Before the Asperger's diagnosis
Probably just as well, as Asperger's has been harder to handle since Christmas.  He's just been 'difficult'.  Almost everything is a battle, and then something you dread trying to organise is easy.  So he's being unpredictable too, and that is also stressful.  His anxiety levels are still high: he is terrified of catching something, that every bug is lethal, and every cut will cause him to bleed to death.  He has also been complaining of tiredness since Christmas and using it as an excuse to opt out of everything at school and home.  But there is no sign that he is tired, and I was delighted that the school has persuaded him to give up saying 'I'm too tired', for Lent.  Now that's the kind of sacrifice that could have really positive results!

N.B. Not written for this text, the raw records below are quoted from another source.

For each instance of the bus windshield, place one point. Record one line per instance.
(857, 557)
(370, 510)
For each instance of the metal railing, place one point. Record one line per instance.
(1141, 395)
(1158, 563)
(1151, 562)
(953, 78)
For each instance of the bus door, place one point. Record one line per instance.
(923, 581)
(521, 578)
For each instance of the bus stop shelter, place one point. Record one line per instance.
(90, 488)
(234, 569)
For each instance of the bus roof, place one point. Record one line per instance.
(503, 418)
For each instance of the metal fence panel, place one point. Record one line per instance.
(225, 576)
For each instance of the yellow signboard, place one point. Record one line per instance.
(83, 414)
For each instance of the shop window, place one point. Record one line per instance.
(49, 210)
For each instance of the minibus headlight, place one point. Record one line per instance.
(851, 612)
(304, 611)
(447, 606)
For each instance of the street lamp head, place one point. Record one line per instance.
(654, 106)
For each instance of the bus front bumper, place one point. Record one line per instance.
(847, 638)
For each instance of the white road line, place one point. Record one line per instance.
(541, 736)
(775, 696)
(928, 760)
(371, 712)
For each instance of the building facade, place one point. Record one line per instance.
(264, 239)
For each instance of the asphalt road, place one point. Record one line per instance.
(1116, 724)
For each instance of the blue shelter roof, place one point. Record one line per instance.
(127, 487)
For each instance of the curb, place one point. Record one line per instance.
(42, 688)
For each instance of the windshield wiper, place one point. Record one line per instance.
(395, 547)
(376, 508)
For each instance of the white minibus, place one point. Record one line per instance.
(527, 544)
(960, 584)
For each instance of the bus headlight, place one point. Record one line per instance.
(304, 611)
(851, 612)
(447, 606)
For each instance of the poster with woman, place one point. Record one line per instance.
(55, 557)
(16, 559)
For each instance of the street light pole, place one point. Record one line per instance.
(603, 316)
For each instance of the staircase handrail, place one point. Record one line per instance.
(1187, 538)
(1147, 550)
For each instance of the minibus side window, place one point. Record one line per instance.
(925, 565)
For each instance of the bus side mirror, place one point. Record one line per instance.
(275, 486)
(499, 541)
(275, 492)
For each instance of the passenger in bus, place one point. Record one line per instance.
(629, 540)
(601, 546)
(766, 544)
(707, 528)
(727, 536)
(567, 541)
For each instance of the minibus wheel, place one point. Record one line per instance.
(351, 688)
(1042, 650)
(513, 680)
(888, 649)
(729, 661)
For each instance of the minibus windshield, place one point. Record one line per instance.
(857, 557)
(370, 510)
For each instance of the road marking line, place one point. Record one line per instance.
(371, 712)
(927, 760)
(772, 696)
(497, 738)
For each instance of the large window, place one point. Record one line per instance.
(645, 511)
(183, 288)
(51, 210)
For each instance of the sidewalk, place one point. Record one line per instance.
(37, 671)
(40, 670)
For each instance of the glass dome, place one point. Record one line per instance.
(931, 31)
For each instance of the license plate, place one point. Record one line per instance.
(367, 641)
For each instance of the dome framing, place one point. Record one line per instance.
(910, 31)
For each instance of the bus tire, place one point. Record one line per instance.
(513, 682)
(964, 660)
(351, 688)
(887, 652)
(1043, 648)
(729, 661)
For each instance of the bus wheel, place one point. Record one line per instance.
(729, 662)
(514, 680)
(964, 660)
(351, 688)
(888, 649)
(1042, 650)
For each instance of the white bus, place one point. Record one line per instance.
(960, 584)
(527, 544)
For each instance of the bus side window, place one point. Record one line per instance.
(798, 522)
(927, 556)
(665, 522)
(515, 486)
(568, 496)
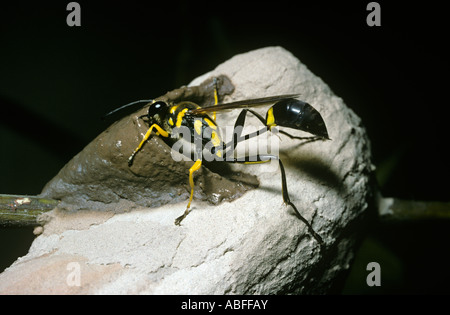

So that leads me on nicely to the second appointment, a meeting with his new teacher.  Nice things were said, but some other stuff was not so good.  It's scary.  He is supposed to be starting secondary school in 18 months.  A lot of progress needs to happen in that time if he is going to be able to cope.  And how to choose a secondary school?  I have had very little help indeed with this dilemma.  You would think that I was the first person ever to query where to send a child with Asperger's and a high IQ.  

Earlier this evening

So far the only good advice has been from his school, from Irish Autism Action and from my pal Jazzygal.  As Jazzy says, I need to find the right school for him that will help him to survive and thrive during  those crucial teenage years.  But the local schools for kids with Asperger's are not highly academic, and the academic schools do not have so many resources for kids with Asperger's.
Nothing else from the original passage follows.